As long as a hypothesis-driven approach is done on the whole (any context) or recursively on parts or completely independent parts (like processes in manufacturing), it is a good and fast way to gain new knowledge if needed. And as mentioned there are many methods that can be used. The feedback-loop is important and for example regarding the uncertainty of what the customer-need really is, leading indicators can be helpful metrics. It is never possible to have a hypothesis-driven approach when trying to solve built-in problems, because it is impossible to solve symptoms. This goes for both organizational problems, when we have problems with our way of working, or product problems. Instead, we need to get down to the root cause(s) first, which is where we can apply solutions, depending on the context, domain and complexity level.
As we now can see, it is of utterly importance to understand that a built-in problem only can be solved by dissolving the problem and its root cause(s), and it seems like this knowledge need to increase. Without this understanding, expressions like analysis-paralysis can emerge and hypothesis-driven everything can become a hype.
And now when we have this knowledge, we can stop an overuse of the hypothesis-driven everything, because who wants to get into the fatal hypothesis-nemesis cycle, self-inflicted or not. No one, we can presume.
C u soon again.
*root causes are simply only non-fulfilled principles (laws). Think about Archimedes’ principle; if we make a boat that is heavier than the water it pushes away, it will go under in no-time, meaning that our root cause is that we did not fulfil Archimedes’ principle.

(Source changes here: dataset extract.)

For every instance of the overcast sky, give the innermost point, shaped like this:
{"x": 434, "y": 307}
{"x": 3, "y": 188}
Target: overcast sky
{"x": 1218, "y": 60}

**and, of course we need to understand where the dissolution of the root cause can be executed, in the team, in the team of teams, etc. up to the enterprise level. Applying the solution on the wrong level, especially a too low level, means that we are trying to solve symptoms, which only will lead to unintended consequences which we sometimes can see pretty soon, but in most cases much later.
But, when we finally have found the root cause(s), we apply the method Systemic Organizational Systems Design – SOSD in the Complex domain, to redesign the organization, see this series for a deep-dive. Probably the words complex or wicked in front of problem, is just because we for a long time have been trying to do the impossible; to solve symptoms.
The last hunch about root causes is when the science has not yet understood the root cause to a problem, meaning the question why does not give any answer, because we are only trying to solve a symptom, so experimentation is not possible. An example is the unsuccessful blood transfusions with many people dying, during 300 years before the 1940s when the last piece was found, the Rh system, and we could finally understand why people were dying even though we already year 1900 understood blood groups. To focus on people dying at the blood transfusion, as the symptom it is, with further experimentation, would never have found the science of the blood group and finally the science of the Rh system.